Se Scott Fitzgerald vivesse oggi
- Gerardo Fortino
- 24 mar
- Tempo di lettura: 2 min

Tra filtri digitali e vecchi sogni: l’eterna magia di Scott Fitzgerald
Immaginatevi Scott Fitzgerald che appare improvvisamente nel nostro mondo, come se fosse caduto da una breccia temporale, un po’ come quando, in “Midnight in Paris”, l’assurdo diventa parte del quotidiano. Solo che stavolta non è una passeggiata notturna in una Parigi d’altri tempi, ma un incontro bizzarro in una grande metropoli piena di schermi luminosi e gente che corre in ogni direzione, inseguendo obiettivi che né lui né, a volte, noi stessi riusciamo a capire fino in fondo.

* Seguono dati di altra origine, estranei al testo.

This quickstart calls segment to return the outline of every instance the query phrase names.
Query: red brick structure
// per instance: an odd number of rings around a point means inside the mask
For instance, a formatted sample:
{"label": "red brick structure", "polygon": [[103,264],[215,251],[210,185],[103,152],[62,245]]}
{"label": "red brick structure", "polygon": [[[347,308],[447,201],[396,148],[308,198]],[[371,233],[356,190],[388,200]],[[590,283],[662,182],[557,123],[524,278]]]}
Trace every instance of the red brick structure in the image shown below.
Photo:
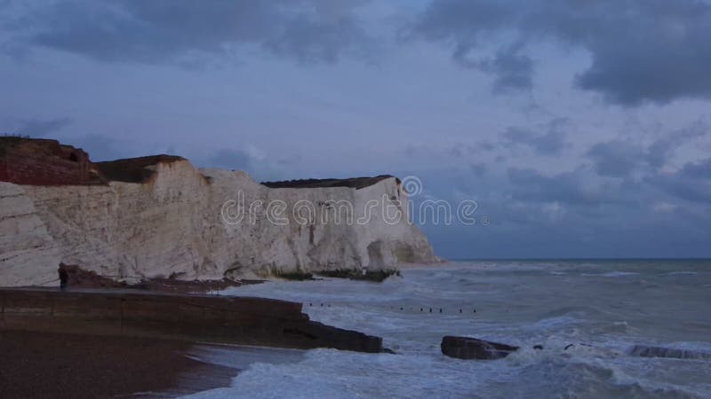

Lui, abituato ai suoni lontani di Charleston e ai torbidi eccessi dell’età del Jazz, si troverebbe a scrivere frasi disperatamente poetiche su uno smartphone ultimo modello che si surriscalda dopo venti minuti. Gli verrebbe voglia di sedersi in un bar per osservare la gente – ma lo immagino sconcertato di fronte ai selfie, ai filtri, alle storie Instagram, e tutto quel desiderio spasmodico di fissare la propria immagine in un attimo di eterno che eterno non è mai.
Chissà, magari si metterebbe a rivisitare il suo “grande Gatsby” dentro un loft di Brooklyn, con i murales alle pareti e la musica trap che rimbomba dagli auricolari di qualche ventenne. Si chiederebbe dove sia finita la dolcezza impacciata dello sguardo diretto, ora sostituita da cuoricini e faccine digitali. E probabilmente farebbe un sospiro, con quello sguardo un po’ malinconico che si concede chi, in fondo, ha sempre creduto in un’idea di romanticismo difficile da realizzare.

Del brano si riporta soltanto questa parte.